The most important findings of this research are the isolation and identification of the pathogenic fungus R. solani from the symptoms of natural infection of bamboo plants. Furthermore, isolation and identification of four associated biocontrol agents of the healthy bamboo plants were done based on morphological and microscopic characteristics and molecular phylogenetic analysis and GenBank accession. To the best of our knowledge, this is the first report of the isolation of each R. solani AUMC 15120, Clonostachys rosea AUMC15121, OL461708 5.8S, Bacillus circulans TAG1, 16S MW441316, B. siamensis TAP1, 16S MW441318, and Ochrobactrum anthropi TAM1, 16S MW441317 of lucky bamboo (Dracaena sanderiana hort. ex. Mast.) in Egypt.

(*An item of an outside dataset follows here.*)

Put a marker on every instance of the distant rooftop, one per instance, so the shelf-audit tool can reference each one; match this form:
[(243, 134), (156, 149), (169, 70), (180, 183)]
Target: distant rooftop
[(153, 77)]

The present study supported the identification of biocompatible isolates for managing lucky bamboo root rot, and basal stem rot caused by R. solani that would be a beneficial contribution to disease management with low toxicity and minimal potential risk to the environment.

Conclusions

This is the first report of the isolation and identification of the pathogenic fungus Rhizoctonia solani from the symptoms of natural infection of bamboo, and, four associated biocontrol agents of the healthy lucky bamboo. They were identified based on morphological and microscopic characteristics, molecular phylogenetic analysis and GenBank accession. Consequently, the bioagents Ochrobactrum anthropi MW441317 at 1 × 108 CFU/ml, or Clonostachys rosea AUMC15121 at 1 × 107/ml proved to be efficient to control the growth of R. solani which causes root rot, and basal stem rot on lucky bamboo plants, which are as effective as the most efficient Moncut fungicide. This work recommends the use of biocides isolated from the same plant to combat R. solani, despite the efficiency of some fungicides in reducing infection rates and severity for sustainable protection of the environment.